Jawa Tengah: Keajaiban Warisan Dunia
Di Kabupaten Magelang, Jawa Tengah, yang tidak jauh dari Yogyakarta, terletak Candi Borobudur, candi Buddha terbesar di dunia. Borobudur adalah salah satu situs warisan budaya paling penting di Indonesia karena keagungan arsitekturnya dan nilai sejarahnya.
Sejarah: Candi Borobudur dibangun pada abad ke-8 hingga ke-9 Masehi selama Dinasti Syailendra. Setelah terkubur oleh abu vulkanik selama berabad-abad, Candi Borobudur ditemukan kembali pada tahun 1814 oleh Thomas Stamford Raffles selama pemerintahan Inggris di Jawa. Pada tahun 1991, Candi ini ditetapkan sebagai Situs Warisan Dunia karena nilai sejarah, budaya, dan arsitekturnya yang luar biasa.
Struktur dan arsitektur Borobudur dibangun menggunakan sistem kunci batu yang saling mengikat daripada semen tradisional ciptaan insinyur kuno.
Struktur candi terdiri dari 9 tingkat (6 persegi, 3 lingkaran, dan 504 arca Buddha), 2.672 panel relief, dan 72 stupa berlubang di bagian atas.
Di puncaknya terdapat stupa utama besar, Nirwana, yang merupakan pencapaian tertinggi dalam ajaran Buddha.
Secara filosofis, struktur Borobudur menunjukkan tiga tingkatan kehidupan dalam ajaran Buddha: 1. Kamadhatu—dunia nafsu; 2. Rupadhatu—dunia bentuk; dan 3. Arupadhatu—dunia tanpa bentuk.

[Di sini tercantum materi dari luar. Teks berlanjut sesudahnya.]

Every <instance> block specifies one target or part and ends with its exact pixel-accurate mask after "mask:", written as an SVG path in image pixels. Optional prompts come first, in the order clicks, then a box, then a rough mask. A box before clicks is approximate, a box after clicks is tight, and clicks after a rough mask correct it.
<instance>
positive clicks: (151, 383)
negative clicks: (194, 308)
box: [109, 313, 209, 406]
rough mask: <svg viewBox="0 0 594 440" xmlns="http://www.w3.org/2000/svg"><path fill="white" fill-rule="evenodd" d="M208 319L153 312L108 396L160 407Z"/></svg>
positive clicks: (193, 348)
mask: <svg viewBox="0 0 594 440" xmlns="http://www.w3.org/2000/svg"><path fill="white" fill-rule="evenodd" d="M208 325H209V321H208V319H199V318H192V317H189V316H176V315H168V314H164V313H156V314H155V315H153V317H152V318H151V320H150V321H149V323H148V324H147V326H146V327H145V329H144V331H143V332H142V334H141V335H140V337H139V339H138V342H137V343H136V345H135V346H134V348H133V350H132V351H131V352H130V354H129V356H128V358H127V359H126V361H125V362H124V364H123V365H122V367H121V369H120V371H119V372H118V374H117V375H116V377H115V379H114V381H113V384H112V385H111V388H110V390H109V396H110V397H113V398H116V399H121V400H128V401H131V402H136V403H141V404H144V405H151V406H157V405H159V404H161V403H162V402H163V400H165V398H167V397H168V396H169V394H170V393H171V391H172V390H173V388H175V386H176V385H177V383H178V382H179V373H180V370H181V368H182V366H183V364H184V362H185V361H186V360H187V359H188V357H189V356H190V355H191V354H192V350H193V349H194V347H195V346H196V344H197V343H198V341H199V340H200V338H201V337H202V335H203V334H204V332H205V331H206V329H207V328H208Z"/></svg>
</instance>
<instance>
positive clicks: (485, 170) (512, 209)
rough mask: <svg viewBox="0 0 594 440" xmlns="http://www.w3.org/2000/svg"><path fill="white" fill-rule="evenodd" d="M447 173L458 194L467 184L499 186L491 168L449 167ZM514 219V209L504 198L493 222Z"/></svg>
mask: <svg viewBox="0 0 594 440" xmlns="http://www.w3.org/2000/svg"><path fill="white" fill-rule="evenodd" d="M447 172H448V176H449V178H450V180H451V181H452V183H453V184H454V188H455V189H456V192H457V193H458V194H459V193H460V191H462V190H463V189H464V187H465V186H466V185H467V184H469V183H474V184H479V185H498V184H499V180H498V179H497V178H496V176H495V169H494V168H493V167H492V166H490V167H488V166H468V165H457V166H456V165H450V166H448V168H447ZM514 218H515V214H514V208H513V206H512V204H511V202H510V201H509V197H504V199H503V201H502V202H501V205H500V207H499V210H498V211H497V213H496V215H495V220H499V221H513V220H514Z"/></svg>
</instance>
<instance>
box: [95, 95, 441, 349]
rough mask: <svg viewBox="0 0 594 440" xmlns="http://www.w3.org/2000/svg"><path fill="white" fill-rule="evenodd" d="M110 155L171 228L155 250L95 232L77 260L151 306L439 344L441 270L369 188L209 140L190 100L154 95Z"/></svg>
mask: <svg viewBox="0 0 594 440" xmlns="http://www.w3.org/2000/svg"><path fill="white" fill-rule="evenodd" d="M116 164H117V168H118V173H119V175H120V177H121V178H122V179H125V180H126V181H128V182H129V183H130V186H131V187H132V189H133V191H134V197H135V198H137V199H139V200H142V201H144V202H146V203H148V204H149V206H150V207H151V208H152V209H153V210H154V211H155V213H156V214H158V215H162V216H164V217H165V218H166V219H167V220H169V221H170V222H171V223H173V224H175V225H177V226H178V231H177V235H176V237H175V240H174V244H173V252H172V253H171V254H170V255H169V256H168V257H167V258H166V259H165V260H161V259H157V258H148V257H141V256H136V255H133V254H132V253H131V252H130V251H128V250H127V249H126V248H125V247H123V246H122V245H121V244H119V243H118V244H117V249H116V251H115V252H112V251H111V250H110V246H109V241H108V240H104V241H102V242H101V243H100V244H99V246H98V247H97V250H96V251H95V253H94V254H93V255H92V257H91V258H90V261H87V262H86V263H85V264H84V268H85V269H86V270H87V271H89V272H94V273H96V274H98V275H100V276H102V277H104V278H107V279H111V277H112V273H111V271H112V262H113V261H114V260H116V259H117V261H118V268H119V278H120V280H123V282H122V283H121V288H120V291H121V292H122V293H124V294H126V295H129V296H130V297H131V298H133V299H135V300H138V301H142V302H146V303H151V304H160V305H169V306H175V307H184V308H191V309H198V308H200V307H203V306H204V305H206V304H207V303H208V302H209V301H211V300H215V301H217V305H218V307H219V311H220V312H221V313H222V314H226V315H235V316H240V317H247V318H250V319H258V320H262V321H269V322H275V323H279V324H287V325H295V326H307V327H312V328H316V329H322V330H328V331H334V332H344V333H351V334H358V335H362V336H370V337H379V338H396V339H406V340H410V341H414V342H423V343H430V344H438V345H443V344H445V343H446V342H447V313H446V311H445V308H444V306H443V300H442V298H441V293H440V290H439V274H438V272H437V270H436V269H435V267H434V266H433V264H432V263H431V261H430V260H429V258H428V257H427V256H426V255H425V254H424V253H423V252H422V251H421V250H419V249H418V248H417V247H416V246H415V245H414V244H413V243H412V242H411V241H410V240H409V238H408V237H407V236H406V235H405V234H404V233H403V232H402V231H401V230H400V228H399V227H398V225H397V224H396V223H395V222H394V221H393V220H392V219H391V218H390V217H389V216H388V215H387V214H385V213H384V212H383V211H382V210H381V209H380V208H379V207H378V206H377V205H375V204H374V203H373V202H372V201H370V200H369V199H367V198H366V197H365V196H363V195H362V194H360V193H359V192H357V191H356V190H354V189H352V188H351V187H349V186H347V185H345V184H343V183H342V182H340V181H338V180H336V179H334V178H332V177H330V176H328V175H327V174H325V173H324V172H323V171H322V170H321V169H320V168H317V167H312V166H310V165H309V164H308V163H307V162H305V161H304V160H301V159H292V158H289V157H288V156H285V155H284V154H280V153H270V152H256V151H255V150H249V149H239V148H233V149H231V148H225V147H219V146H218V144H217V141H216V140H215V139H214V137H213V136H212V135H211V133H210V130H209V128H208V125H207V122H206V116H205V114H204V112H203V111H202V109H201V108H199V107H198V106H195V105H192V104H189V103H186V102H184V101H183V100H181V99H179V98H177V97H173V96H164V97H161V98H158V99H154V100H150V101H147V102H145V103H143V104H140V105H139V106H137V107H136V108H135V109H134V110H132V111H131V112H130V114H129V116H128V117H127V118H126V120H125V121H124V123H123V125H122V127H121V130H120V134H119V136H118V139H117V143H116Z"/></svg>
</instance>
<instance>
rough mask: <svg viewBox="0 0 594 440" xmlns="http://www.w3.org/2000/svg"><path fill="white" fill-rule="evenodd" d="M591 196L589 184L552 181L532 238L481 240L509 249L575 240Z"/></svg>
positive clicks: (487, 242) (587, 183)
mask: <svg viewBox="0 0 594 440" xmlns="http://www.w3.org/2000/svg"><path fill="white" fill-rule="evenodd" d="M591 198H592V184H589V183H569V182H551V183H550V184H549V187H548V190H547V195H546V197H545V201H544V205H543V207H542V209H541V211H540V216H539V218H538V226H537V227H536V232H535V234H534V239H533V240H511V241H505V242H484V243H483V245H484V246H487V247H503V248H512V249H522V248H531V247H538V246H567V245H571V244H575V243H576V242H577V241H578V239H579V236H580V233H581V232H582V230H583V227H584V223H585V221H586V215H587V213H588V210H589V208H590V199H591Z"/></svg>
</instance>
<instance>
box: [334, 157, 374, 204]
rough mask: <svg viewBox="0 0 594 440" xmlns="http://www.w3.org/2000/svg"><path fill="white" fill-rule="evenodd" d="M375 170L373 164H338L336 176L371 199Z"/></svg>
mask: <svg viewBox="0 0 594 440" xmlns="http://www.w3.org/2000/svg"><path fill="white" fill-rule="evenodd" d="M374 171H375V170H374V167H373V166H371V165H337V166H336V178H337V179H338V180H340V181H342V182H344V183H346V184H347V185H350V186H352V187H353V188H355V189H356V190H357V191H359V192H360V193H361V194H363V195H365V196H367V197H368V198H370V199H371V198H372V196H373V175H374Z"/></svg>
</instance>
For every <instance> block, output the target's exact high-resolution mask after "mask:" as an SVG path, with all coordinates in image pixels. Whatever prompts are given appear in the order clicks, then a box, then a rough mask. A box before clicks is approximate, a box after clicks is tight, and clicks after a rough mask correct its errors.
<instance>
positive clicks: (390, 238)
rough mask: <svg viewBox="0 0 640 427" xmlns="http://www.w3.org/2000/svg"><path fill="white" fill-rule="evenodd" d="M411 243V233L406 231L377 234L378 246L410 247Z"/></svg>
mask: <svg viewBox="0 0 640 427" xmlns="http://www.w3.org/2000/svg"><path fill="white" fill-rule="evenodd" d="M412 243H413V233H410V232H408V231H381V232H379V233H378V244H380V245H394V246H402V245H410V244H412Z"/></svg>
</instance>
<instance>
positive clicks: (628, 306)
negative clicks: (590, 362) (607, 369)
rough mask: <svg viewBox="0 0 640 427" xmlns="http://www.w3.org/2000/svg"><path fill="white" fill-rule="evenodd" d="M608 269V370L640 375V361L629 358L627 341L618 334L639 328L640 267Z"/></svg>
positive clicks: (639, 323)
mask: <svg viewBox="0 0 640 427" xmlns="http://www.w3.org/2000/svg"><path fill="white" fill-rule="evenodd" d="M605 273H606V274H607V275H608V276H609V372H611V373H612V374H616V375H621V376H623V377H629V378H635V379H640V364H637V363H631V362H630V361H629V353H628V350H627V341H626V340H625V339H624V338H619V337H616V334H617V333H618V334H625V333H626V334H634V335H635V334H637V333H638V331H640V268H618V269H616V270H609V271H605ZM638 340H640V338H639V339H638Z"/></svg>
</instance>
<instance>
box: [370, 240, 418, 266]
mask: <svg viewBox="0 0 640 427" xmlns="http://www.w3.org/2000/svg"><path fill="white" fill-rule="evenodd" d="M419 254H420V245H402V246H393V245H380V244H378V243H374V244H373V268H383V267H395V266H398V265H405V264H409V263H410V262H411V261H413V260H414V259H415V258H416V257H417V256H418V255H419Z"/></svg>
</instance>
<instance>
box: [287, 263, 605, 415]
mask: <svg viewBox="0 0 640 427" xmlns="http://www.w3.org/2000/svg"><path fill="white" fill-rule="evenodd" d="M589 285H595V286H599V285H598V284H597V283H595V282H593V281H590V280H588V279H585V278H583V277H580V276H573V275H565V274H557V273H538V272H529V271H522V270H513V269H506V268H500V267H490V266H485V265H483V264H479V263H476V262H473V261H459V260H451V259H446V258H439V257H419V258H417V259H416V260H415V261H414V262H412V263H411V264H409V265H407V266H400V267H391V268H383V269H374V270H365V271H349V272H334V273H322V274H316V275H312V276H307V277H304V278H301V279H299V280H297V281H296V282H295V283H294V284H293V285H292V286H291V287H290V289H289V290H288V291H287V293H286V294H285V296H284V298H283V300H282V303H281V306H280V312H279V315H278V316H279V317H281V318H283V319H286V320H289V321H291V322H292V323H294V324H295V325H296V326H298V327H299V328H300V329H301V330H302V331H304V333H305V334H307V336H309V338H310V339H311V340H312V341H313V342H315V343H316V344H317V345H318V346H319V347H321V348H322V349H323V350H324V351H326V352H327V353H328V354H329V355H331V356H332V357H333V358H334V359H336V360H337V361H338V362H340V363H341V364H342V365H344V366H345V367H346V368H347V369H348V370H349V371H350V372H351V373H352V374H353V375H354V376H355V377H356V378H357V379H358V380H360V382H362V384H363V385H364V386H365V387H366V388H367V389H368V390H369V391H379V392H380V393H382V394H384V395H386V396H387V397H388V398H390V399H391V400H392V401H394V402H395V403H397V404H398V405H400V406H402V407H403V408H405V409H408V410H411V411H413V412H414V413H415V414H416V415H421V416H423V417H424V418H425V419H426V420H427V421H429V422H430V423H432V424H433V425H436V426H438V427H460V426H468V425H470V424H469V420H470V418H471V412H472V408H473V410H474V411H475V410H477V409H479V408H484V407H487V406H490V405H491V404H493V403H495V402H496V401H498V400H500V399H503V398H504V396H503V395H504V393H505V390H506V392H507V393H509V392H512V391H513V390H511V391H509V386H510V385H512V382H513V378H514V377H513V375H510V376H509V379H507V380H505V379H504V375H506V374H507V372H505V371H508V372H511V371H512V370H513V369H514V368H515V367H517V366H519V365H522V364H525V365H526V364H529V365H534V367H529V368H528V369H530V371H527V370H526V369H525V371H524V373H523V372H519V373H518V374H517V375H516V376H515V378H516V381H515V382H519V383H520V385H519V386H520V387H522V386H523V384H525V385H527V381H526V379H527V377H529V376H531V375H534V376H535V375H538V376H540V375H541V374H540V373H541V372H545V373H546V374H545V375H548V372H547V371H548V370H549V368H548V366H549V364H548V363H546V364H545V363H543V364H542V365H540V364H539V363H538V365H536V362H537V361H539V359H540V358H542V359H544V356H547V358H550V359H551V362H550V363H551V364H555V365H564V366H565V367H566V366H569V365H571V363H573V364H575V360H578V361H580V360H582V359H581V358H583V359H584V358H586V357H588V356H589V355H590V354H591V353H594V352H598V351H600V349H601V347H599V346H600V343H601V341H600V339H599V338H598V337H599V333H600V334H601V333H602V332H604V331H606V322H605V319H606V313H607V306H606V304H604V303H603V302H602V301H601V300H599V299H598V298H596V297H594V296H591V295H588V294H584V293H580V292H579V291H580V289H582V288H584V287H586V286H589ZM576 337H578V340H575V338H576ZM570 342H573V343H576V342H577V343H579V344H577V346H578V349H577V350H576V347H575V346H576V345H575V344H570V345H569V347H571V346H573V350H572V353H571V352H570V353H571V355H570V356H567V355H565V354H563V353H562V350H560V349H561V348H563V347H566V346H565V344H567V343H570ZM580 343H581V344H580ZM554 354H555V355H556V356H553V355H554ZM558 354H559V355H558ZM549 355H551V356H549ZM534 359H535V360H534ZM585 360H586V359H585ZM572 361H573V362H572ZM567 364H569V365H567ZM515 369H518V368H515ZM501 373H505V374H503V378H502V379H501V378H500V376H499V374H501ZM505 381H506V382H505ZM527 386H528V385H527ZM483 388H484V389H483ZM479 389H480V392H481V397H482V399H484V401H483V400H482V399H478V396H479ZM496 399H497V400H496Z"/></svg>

Dinding Borobudur dihiasi dengan relief yang menceritakan tentang kehidupan Buddha, hukum karma, dan ajaran moral. Relief ini memberikan informasi tentang kehidupan masyarakat Jawa kuno selain menjadi karya seni yang indah.
Candi Borobudur adalah simbol kebesaran peradaban Nusantara lebih dari sekedar struktur batu raksasa. Borobudur adalah kebanggaan Indonesia yang mendunia karena keindahan arsitekturnya, kekayaan reliefnya, dan nilai spiritualnya.
Perjalanan ke Borobudur adalah pengalaman yang tak terlupakan yang menyelami sejarah, budaya, dan kepercayaan.